California Receiver Issues Status Report on Prison Medical System

SACRAMENTO, Calif. — The federal receiver tasked with overseeing California’s problem-plagued prison medical system issued his sixth report on the status of changes to the system since he took office last year.


The report claims that Receiver Robert Sillen has had success in many areas including changes to hiring practices and the employment of 400 new medical staff, creation of a multidisciplinary unit to manage healthcare reform at community correctional facilities, and the licensure and operation of dialysis clinics.


The receiver also increased staffing for telemedicine services and converted the general acute care hospital at the California Institute for Men at Chino into an unlicensed infirmary.


The 80-bed hospital was converted to an infirmary for inmates with long-term and subacute needs because it did not meet several licensing requirements for hospitals, according to the receiver’s report.


“We have made significant progress in many areas, and yet, the surface has hardly been scratched,” Sillen says. “There are deep-rooted reasons why the system is as broken as it is. We have identified these over the last year and have begun working to untangle them. The bottom line is that there are no clinical or business systems in place that support good care.”


The report also provided an update on the status of 10,000 new medical beds that are planned for the state. Abt Associates and Lumetra completed the final report on the California prisoner patient population, which provides the basis to build the new beds.


The status report follows another report from the receiver that analyzed inmate deaths in 2006 and found 66 deaths (15 percent) were preventable or possibly preventable.


“This is all about unnecessary human suffering,” says Sillen, who was featured at the Q&A subject in the July/August 2007 issue of Correctional News. “It’s not just about data; it’s an emergency.”

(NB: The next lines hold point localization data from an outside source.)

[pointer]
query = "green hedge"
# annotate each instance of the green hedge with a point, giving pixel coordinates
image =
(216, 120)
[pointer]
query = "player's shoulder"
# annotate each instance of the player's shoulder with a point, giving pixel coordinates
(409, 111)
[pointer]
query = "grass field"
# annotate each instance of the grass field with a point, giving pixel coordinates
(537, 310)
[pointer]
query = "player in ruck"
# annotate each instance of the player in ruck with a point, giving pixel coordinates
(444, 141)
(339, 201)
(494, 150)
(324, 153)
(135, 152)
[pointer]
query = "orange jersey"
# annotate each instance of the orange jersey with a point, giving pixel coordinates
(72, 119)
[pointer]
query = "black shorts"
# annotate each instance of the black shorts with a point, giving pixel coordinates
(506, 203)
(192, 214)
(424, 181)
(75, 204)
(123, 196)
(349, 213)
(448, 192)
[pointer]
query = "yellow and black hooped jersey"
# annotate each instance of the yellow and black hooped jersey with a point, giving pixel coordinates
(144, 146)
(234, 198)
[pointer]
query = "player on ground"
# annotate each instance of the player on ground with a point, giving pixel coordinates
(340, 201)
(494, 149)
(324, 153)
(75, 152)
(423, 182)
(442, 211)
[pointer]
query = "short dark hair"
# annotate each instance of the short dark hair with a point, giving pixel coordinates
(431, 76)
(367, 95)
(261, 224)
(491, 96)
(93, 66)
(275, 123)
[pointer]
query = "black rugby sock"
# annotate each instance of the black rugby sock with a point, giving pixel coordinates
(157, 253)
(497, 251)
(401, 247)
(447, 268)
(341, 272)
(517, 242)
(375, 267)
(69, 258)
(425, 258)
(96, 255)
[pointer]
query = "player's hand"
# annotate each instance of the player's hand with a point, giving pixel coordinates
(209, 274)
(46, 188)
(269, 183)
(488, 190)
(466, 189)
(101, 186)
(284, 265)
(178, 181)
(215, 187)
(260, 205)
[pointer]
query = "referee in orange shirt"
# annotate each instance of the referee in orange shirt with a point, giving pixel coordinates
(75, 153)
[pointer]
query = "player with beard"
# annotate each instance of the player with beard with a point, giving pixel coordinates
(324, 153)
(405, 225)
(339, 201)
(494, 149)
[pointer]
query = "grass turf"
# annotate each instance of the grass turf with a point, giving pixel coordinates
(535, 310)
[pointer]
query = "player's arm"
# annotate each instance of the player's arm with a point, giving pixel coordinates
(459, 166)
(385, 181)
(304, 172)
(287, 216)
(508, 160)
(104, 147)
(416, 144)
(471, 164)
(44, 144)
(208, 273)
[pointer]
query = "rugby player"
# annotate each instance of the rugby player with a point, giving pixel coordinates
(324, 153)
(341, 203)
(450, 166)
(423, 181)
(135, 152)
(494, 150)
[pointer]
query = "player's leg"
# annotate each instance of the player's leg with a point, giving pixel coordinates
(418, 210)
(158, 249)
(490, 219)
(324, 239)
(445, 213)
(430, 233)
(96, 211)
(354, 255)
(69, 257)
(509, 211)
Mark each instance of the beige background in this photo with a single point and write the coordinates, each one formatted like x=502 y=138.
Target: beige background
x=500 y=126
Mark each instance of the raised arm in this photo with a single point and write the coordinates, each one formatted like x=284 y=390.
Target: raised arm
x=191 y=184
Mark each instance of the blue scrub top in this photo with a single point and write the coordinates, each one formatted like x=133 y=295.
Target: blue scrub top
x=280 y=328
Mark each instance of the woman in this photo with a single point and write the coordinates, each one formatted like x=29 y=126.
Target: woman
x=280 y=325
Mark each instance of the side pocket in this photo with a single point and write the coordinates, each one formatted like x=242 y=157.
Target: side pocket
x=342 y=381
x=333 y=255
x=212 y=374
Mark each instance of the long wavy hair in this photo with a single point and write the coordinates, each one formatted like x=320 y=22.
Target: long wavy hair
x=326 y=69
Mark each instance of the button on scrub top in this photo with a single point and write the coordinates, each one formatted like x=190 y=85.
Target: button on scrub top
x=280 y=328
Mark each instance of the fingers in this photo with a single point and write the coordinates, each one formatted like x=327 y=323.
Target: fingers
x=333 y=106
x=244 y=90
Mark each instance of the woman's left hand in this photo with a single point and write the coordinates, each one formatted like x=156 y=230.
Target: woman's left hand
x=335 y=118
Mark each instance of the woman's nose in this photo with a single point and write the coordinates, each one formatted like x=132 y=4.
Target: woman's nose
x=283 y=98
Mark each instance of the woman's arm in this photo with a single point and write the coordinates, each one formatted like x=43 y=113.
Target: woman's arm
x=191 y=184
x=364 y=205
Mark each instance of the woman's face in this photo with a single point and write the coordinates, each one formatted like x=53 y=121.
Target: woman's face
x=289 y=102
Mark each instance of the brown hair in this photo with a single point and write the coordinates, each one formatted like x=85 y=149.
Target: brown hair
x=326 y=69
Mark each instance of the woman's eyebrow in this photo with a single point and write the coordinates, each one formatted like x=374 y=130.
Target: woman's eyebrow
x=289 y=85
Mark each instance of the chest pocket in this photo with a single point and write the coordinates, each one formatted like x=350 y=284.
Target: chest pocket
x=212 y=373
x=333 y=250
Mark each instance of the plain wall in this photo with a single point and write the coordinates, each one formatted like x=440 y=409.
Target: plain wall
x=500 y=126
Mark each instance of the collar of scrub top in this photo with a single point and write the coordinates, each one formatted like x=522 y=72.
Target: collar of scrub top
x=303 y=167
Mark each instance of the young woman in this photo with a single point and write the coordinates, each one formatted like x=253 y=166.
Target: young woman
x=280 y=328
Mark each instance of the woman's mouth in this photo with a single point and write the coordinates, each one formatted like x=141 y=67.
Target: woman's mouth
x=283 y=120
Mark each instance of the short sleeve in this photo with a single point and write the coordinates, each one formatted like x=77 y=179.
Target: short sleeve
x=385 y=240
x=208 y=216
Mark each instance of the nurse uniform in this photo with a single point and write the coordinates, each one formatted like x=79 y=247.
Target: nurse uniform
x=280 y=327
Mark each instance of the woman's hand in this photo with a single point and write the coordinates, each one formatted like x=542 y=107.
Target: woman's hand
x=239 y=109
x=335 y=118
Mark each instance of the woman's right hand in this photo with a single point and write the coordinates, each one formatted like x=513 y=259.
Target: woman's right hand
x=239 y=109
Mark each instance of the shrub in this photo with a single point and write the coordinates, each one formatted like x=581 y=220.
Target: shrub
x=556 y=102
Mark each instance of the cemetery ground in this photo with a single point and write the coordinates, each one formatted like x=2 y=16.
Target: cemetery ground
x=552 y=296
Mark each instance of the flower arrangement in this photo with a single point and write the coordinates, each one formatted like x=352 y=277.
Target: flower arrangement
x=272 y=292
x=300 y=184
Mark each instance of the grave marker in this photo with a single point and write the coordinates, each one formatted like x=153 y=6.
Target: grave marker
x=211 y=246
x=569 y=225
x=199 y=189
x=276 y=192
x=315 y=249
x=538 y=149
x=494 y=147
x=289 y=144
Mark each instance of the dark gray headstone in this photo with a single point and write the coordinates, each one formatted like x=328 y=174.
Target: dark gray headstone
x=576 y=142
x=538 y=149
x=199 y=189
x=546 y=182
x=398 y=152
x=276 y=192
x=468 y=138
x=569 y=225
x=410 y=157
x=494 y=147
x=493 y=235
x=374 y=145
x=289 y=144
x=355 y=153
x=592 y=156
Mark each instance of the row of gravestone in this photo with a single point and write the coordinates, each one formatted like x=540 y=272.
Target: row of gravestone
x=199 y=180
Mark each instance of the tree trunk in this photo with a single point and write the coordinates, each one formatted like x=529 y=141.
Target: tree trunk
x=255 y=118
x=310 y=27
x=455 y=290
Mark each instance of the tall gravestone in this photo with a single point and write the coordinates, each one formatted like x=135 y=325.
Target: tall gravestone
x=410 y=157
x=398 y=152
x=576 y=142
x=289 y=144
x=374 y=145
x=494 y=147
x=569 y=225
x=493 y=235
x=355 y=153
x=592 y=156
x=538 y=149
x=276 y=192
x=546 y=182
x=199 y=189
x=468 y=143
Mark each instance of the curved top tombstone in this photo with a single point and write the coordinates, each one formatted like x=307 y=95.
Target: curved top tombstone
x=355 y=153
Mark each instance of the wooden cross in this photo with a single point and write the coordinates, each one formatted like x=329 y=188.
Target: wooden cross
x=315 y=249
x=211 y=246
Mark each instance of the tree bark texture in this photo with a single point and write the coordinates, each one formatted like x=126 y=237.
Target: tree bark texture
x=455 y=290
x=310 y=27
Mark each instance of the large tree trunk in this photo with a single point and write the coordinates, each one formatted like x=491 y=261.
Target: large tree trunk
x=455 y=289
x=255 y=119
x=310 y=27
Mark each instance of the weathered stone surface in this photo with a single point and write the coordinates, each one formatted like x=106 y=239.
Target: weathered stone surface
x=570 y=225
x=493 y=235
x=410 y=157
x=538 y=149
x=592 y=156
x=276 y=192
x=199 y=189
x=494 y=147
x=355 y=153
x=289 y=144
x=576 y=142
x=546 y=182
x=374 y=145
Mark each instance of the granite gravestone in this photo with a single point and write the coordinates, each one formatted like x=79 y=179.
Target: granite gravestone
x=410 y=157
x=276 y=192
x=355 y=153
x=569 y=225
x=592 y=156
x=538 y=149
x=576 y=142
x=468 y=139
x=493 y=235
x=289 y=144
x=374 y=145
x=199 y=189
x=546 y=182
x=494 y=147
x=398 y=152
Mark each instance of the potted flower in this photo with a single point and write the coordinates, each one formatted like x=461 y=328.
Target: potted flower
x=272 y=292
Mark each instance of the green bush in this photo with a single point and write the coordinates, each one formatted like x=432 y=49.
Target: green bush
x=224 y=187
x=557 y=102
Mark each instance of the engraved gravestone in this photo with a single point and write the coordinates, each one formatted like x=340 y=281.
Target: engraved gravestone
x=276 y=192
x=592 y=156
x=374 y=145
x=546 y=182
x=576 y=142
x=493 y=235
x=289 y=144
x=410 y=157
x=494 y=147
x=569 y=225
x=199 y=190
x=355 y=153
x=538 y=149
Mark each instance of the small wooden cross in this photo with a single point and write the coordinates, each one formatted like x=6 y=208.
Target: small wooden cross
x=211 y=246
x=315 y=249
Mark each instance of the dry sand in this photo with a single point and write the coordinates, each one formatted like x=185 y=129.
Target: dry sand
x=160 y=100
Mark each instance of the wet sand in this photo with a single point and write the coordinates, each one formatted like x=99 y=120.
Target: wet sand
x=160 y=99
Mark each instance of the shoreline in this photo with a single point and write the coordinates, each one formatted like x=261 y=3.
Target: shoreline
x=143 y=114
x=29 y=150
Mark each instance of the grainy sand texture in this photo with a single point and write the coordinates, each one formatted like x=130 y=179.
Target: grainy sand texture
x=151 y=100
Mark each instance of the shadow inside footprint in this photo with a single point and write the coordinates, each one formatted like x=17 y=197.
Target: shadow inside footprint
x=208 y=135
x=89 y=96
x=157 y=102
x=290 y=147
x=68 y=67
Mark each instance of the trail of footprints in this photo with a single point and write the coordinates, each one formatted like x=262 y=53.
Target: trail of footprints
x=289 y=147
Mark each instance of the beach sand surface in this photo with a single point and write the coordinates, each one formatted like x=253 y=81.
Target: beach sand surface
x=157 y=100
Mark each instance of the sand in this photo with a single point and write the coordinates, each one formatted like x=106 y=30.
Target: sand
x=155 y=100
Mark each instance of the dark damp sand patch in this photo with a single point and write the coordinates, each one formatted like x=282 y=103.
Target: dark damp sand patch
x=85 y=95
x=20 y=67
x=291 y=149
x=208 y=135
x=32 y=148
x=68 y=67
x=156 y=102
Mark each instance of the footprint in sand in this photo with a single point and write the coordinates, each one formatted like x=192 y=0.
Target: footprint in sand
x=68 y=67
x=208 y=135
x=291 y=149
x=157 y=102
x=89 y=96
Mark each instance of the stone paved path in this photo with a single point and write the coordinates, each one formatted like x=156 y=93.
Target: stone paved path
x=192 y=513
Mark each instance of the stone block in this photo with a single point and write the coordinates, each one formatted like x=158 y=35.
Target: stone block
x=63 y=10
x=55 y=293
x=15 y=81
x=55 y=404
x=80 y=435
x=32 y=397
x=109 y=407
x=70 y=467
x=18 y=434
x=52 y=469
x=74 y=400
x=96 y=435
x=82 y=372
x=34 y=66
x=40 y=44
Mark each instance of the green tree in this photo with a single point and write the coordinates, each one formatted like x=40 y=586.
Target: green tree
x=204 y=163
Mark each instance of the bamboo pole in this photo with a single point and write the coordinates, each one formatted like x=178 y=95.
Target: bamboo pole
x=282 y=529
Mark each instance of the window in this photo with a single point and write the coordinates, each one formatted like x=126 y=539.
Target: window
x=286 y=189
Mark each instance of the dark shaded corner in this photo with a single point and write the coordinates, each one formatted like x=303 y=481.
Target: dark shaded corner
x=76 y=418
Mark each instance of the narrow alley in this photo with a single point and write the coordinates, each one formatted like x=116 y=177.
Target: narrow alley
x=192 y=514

The receivership was created after a 2001 class action lawsuit that found medical care in state prisons in violation of the Constitution. U.S. District Court Judge Thelton Henderson appointed Sillen to the post in April 2006.


Sillen’s priorities for medical system improvements during the next three years include:



  • Building up to 5,000 medical and 5,000 mental health beds statewide.
  • Constructing necessary clinical and support space in existing prisons. This project begins with addition of space at Avenal State Prison.
  • Piloting a nursing orientation and preceptor program for new hires.
  • Launching an asthma initiative to provide clinical protocols, case management and training to improve the care given to inmates with asthma. Asthma was the prison system’s leading cause of preventable death in 2006.
  • Implementing the Health Care Access Unit program at San Quentin, followed by additional prisons. This program assigns correctional officers to medical escort and transport duties, improving access to care.
  • Beginning to transform information technology in California ‘s prison medical system by establishing a statewide wireless network that connects all prisons to each other, and provides for within-prison connectivity as well.
  • Continuing the pharmacy system turnaround by Maxor National Pharmacy Services Corp. Pilots in two prisons are under way.
  • Continuing the Receiver’s San Quentin Project.
  • Continuing to participate in coordinating the remedial activities taking place in federal medical, mental health, dental and disabled inmates’ cases.